Green et al. (2002) ask if this success
can be replicated. They point out that the effect of HIV prevention
interventions in Uganda, particularly partner reduction, during the
past decade appears to have had a similar impact as a potential medical
vaccine of 80 percent efficacy. Allen and Heald (2004) also analyzed
the reasons for the success of the Ugandan approach in contrast with
the estimated 40% national HIV prevalence among adults ages 15-49 in
Botswana (UNAIDS), where condom use has been the main health education
message.
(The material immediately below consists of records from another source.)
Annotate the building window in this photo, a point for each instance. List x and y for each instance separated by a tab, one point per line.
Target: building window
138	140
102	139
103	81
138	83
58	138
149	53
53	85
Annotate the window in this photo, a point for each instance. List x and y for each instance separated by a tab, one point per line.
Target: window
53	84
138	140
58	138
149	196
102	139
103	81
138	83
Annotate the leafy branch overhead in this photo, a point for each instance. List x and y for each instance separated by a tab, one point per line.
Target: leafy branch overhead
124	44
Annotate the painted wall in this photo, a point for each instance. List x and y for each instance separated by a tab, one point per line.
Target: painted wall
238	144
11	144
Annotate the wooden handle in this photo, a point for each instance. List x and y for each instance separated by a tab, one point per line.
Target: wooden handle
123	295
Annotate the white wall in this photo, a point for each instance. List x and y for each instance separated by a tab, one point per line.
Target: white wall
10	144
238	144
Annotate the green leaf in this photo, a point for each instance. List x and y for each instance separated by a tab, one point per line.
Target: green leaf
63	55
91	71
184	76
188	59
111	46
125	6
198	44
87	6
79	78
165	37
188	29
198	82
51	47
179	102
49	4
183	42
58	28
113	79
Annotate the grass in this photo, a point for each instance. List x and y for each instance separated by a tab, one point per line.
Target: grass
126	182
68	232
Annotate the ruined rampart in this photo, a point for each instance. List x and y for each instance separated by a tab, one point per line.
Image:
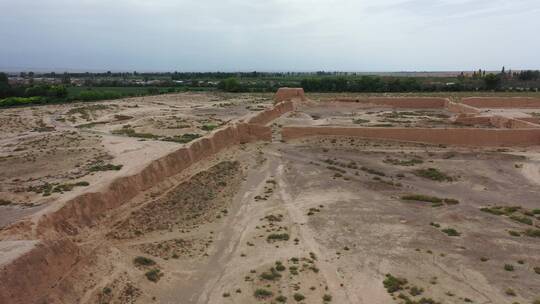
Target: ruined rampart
33	275
399	102
457	136
288	94
88	208
502	102
268	115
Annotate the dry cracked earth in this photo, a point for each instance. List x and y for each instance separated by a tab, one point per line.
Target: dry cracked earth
319	220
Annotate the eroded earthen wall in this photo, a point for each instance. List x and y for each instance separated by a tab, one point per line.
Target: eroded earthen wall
460	108
268	115
88	208
460	136
400	102
31	277
288	94
502	102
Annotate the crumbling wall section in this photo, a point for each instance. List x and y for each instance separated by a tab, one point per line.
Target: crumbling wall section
400	102
268	115
458	136
32	276
460	108
288	94
88	208
502	102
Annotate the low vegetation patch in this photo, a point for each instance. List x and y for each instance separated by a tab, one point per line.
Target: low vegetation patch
270	275
393	284
182	139
435	201
4	202
372	171
406	163
143	261
104	167
433	174
262	293
451	232
277	237
153	275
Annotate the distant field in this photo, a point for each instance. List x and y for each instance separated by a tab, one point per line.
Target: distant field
76	91
451	95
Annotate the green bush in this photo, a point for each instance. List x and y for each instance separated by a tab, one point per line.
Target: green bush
393	284
143	261
262	293
154	275
298	297
433	174
421	198
278	237
451	232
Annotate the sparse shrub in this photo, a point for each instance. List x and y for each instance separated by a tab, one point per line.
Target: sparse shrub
416	291
262	293
510	292
271	275
293	270
451	232
513	233
433	174
208	127
277	237
372	171
451	201
280	267
105	167
533	232
154	275
143	261
182	139
360	121
521	219
298	297
407	163
393	284
421	198
281	299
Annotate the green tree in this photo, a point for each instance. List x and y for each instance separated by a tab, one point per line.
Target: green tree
492	81
4	85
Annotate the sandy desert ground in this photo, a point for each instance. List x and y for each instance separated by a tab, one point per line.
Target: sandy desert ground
311	220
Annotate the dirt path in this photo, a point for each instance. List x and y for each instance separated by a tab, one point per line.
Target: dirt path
205	277
328	271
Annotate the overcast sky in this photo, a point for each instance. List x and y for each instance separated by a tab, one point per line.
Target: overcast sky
269	35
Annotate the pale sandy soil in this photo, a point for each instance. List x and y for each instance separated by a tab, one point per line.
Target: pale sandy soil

They argue that “the promotion of condoms at an early stage
proved to be counter-productive in Botswana, whereas the lack of condom
promotion during the 1980s and early 1990s contributed to the relative
success of behavior change strategies in Uganda. Other important
factors included national and local-level leadership, the engagement
(or alienation) of religious groups and local healers and, most
controversially, procedures of social compliance. (p.1)”
Recent
seroprevalence and behavioral survey data among youth in Zambia
indicate that a Uganda-like success story may be in the making there as
well. According to a recent study by Population Services International
(Agha, 2002), the main factor behind the large decline in prevalence
among Zambian youth during the 1990s was a significant reduction in
multiple partner trends.
References
Agha, S. (2002). Declines in casual sex in Lusaka, Zambia: 1996-1999. AIDS 2002, 16, 291-93.
Allen,
T. & Heald, S. (2004). HIV/AIDS policy in Africa: what has worked
in Uganda and what has failed in Botswana. Journal of International
Development 16, 1141-1154.
Green, E., Hogle, J., Nantulya, V.,
Stoneburner, R., Stover, J. (2002). What happened in Uganda? Declining
HIV prevalence, behavior change, and the national response. U.S. Agency
for International Development-Washington and The Synergy Project, TvT
Asociates, Washington, D.C., September, 2002.
Green, E.C. (2003). Rethinking AIDS prevention: Learning from successes in developing countries. Westport, CT: Praeger.
Serwadda,
D., & Makumbi, F. (2002). Rakai Project Presentation: Trends in
HIV-prevalence, and the association of delayed first sexual intercourse
and HIV prevalence. Paper presented on August 6, 2002.